Kata ibadah berasal dari bahasa arab artinya patuh, tunduk. Dilihat dari
segi istilah, ibadah adalah sebutan yang mencakup seluruh apa yang
dicintai dan diridhai Allah SWT, baik berupa ucapan atau perbuatan yang
tampak maupun yang sirr yang dilakukan oleh manusia. Dalam istilah lain,
ibadah adalah ketundukan manusia kepada Allah yang dilaksanakan atas
dasar iman yang kuat dengan melaksanakan semua perintah Allah dan
meninggalkan larangan-Nya dengan tujuan mengharapkan ridha dan
ampunan-Nya, termasuk tujuannya ingin masuk surga. Selain itu beribadah
kepada Allah harus dilakukan dengan ikhlas, bukan untuk mendapatkan
pujian dari orang lain atau maksud-maksud lainnya.
Selanjutnya berkaitan dengan
mahdhah. Maksud dari ibadah
mahdhah adalah ibadah yang murni hubungan antara manusia dengan Allah. Jenis-jenis ibadah yang termasuk ibadah
mahdhah
adalah : wudhu, tayammum, mandi suci dari hadats, adzan, iqamat,
shalat, membaca Alquran, i’tikaf di mesjid, puasa, haji, umrah,
tajhiz al-janazah [penyelenggaraan jenazah].
Adapun ibadah
ghairu mahdhah adalah ibadah yang bukan murni
berhubungan secara langsung dengan Allah. Dalam istilah lain dikatakan
bahwa semua bentuk amal kegiatan yang tujuannya untuk
taqarrub ilallah, serta tempat dan waktunya tidak diatur secara rinci oleh Allah, maka itu disebut sebagai ibadah
ghairu mahdhah. Di antara ibadah yang termasuk ibadah
ghairu mahdhah
adalah sedekah, infaq, membuang sesuatu yang dapat menghalangi orang di
jalan, belajar, mengajar, dzikir, dakwah, tolong menolong, gotong
royong, rukun dengan tetangga dan lain sebagainya, bahkan termasuk juga
perilaku yang terpuji.
Intinya adalah bahwa yang harus diperhatikan dalam ibadah
ghairu mahdhah adalah :
- Tidak adanya dalil baik dari Alquran dan pun Nabi yang melarang
melakukan ibadah ghairu mahdhah.
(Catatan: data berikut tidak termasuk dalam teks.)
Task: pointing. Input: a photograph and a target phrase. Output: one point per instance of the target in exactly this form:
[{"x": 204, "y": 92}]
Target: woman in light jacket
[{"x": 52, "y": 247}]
Artinya, selama Allah dan Rasul-Nya
tidak melarang tau mengharamkan maka ibadah bentuk ini boleh
dilaksanakan.
- Pola atau style pelaksanaan ibadah tersebut tidak selalu persis sama
seperti pola yang dilakukan Nabi. Misalnya, cara berinfaq dan
bersedekah, jumlah yang diinfaqkan dan disedekahkan atau yang lainnya.
Semuanya itu tidak harus sama dengan yang dilakukan nabi.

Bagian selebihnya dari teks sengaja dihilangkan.